Cook a whole lot of the rice by boiling it in an enormous vat of water--cook it the same way you'd cook pasta, basically--then drain it, recover the vat and let it steam until it's done. Scoop it into Ziploc bags and stick it in your freezer. You now have microwaveable rice.

Now, when you want dinner: Microwave the amount of rice you want (or reheat it quickly with a spoonful or so of water on the stove). Chop up a pound of tofu into 3/4-inch cubes. Saute 'em in 3 Tbsp. of oil over a very hot flame until they're lightly browned on a few sides. Turn the heat down a little, and add a teaspoon apiece of ginger powder and garlic powder. Stir a little. Add 2 Tbsp. of soy sauce. Stir a minute or two. Add 1 Tbsp. of nutritional yeast. Stir, scoop out the tofu, and dump in some frozen vegetables to cook in the leftover (gingery-garlicy) oil. Stir-fry until they're done. You now have several servings' worth of protein, rice, vegetables, and a whole lot of flavor, and there's still an enormous amount of rice and vegetables left in the freezer.
posted by 88robots at 4:51 PM on January 2, 2006

glenwood wins.
posted by grateful at 6:16 PM on January 2, 2006

Beans and wieners. Here's how I make my beans fantastic:

I often dice up a chunk of onion and fry it up in the pan beforehand, or with the sliced up wiener/sausage.
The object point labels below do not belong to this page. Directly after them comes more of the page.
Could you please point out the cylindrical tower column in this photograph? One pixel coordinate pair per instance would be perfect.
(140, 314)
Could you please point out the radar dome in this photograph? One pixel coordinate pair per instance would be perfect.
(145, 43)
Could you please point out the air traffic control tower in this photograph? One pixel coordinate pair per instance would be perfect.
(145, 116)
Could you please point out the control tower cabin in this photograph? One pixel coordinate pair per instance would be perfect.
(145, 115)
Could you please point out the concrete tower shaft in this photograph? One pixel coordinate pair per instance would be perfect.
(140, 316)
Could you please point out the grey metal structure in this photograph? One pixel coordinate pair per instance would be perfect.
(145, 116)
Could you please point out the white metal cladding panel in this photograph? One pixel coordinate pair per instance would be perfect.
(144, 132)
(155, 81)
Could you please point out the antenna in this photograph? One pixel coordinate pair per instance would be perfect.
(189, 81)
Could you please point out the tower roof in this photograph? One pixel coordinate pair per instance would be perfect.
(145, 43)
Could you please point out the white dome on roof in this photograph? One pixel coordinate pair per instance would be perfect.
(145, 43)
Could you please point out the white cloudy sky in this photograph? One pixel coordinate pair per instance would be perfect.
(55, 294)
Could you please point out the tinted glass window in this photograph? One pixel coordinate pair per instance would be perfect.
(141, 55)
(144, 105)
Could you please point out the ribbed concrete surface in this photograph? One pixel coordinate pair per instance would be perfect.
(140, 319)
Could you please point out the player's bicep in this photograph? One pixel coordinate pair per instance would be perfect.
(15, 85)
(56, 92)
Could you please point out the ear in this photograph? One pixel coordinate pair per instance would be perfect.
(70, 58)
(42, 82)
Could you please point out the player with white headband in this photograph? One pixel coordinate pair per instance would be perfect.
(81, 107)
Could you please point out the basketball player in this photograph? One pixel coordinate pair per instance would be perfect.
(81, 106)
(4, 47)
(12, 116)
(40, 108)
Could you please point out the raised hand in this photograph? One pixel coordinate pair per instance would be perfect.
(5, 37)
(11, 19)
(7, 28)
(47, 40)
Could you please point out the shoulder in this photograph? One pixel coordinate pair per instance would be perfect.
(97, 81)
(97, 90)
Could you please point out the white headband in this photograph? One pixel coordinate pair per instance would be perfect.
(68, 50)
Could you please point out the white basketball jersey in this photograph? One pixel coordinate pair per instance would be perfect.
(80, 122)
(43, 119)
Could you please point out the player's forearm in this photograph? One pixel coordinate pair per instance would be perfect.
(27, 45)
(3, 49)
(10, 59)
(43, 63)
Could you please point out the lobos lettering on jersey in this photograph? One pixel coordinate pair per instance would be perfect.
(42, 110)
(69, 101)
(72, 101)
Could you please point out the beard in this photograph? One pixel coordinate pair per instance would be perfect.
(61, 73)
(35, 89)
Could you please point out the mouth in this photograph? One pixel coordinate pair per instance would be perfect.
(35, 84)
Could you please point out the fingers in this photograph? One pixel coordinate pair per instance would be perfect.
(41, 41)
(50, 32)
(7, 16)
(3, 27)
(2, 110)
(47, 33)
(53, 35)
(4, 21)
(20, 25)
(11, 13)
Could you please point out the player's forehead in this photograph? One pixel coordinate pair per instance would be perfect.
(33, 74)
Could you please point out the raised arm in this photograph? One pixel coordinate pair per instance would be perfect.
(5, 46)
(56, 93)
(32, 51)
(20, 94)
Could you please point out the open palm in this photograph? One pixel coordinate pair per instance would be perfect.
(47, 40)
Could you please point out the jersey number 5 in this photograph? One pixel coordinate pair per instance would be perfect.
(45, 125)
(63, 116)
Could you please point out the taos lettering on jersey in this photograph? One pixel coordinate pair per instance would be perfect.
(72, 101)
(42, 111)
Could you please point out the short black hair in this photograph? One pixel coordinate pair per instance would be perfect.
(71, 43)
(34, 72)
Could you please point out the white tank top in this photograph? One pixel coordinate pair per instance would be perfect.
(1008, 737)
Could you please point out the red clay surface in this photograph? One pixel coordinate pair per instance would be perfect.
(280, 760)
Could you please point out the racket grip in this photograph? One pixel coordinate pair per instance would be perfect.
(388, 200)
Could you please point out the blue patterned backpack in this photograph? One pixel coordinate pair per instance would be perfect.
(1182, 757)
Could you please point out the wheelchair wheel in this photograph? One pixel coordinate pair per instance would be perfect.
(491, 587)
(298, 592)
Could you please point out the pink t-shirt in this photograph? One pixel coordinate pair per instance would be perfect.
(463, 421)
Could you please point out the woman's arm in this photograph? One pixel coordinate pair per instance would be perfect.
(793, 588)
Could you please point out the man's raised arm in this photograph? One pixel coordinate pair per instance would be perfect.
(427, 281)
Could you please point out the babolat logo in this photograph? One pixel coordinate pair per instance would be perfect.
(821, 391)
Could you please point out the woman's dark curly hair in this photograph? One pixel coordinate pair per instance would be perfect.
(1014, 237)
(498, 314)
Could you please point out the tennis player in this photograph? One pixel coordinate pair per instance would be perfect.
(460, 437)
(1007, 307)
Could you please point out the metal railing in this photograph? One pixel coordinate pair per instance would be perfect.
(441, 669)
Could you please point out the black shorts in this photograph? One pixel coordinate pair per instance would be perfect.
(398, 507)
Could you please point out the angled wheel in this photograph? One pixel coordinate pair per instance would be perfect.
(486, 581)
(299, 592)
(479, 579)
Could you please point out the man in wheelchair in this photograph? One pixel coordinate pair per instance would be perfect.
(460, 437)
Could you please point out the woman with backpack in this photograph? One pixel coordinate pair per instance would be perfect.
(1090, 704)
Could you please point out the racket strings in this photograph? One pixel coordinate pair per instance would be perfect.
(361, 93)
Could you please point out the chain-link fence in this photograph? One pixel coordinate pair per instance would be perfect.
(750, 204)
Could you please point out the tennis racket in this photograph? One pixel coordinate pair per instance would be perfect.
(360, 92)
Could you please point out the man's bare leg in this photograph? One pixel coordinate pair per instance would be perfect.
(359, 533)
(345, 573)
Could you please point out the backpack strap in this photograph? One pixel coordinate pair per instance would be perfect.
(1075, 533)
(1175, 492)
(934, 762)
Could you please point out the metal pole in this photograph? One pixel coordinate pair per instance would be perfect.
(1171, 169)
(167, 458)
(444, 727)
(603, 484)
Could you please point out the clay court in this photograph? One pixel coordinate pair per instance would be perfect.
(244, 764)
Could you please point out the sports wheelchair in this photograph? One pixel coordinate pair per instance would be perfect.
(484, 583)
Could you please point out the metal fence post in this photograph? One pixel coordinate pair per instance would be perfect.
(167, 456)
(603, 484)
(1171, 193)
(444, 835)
I use beans in tomato sauce, YMMV, one can to two/three wieners. I have a pack of frozen wieners in the freezer and just break a few off with a knife, then slice them up in 1/4 - 1/2 inch pieces.

add a teaspoon of yellow mustard (not powder but prepared mustard).

add a teaspoon of bbq sauce

bring to a boil and keep stirring until the beans are mushy. I like my beans to be pasty. If you want something more substantial, toast a slice of bread and spread the mixture on top of the bread.
posted by furtive at 7:19 PM on January 2, 2006

Chipolte Pasta:
1 or 2 chipolte peppers in adobo sauce (from the can)
~3 tbsp of nuts
~3 tbsp of olive oil
cover with grated parmesant cheese.
Blend together in a handheld mini-blender, just a bit, you don't want to destroy the nut's texture.
Pour and mix on some aldentee spagetti.

It tastes like: oh my god it's hot! but god it's good! but damn it's hot! but so good. etc
posted by gmarceau at 7:21 PM on May 13, 2006

A cheap and simple side dish is frozen vegetables that have been heated (or fresh vegetables if you're real smart) with a cup of salsa added to them.